An Upper Holloway campaigner who co-founded the Rescue Our Schools resource to combat education cuts scooped a prestigious award last month.

Madeleine Holt was given National Education Union's Fred & Ann Jarvis Award on April 18 in recognition of her parent-led campaign to lobby cental government for well funded and locally accountable state education.

Madeline, 53, helped establish the group three years ago to oppose local funding cuts and forced academisation - and it has since become a popular resource on Facebook. She became involved with More than a Score, a coalition of parents, teachers and education experts campaigning for alternatives to SATS and other "high-pressure testing" in primary schools, the same year.

"I am thrilled," Madeleine told the Gazette. "Especially since previous winners include Malala, Michael Rosen, and Melissa Benn. I think this is a very exciting time to be a campaigner.

"I am really inspired by the way environmental campaigners have moved the debate on climate change, and I think this needs to happen next with education."

Madeline said she was "delighted" when her MP Jeremy Corbyn pledged to abolish SATs in his National Education Union conference speech last month.

"The next area we really need to look at is the quality of education in all schools," she said. "For too many students school has become an exam factory. We need to educate children for life, not for tests - just as Jeremy said.

"You can see the toll the system is taking on teenagers having to endure an entire month of extremely hard GCSEs - it is agony to watch. Memorising and regurgitating facts does not make an education."
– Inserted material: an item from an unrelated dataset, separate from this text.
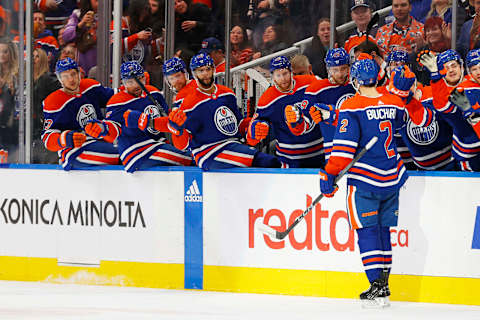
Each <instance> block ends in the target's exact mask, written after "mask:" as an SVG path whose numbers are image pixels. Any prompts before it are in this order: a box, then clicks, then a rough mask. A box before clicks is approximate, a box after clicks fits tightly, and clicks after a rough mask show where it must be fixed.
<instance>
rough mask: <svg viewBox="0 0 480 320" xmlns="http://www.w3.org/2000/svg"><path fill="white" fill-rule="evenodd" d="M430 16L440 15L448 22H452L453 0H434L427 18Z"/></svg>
mask: <svg viewBox="0 0 480 320" xmlns="http://www.w3.org/2000/svg"><path fill="white" fill-rule="evenodd" d="M430 17H440V18H442V19H443V21H445V23H446V24H450V23H452V0H433V1H432V5H431V7H430V11H428V14H427V17H426V19H428V18H430ZM425 21H426V20H425Z"/></svg>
She attests the shift towards an automated economy means young people need "deeper skills of creativity and critical thinking", as well as community issues. The campaigner added: "I believe the exclusion rate we are seeing in some schools is partly due to the fact too many students find the narrow, highly academic and standardised curriculum just plain boring. A few schools are trying to challenge this but the real innovation is happening abroad while we go back to a Victorian model of education which doesn't help anyone."

Islington saw 34 students expelled from its primary and secondary schools' last year - higher than the national average.

Madeleine also runs the social enterprise Meet the Parents, which started at Yerbury primary school in Islington 8 years ago. It brings together panels of families from the local comprehensives to talk to primary school parents about what their secondary education is really like.

She was culture correspondent on Newsnight in her earlier career at the BBC, and now makes films for state schools and about innovation in education.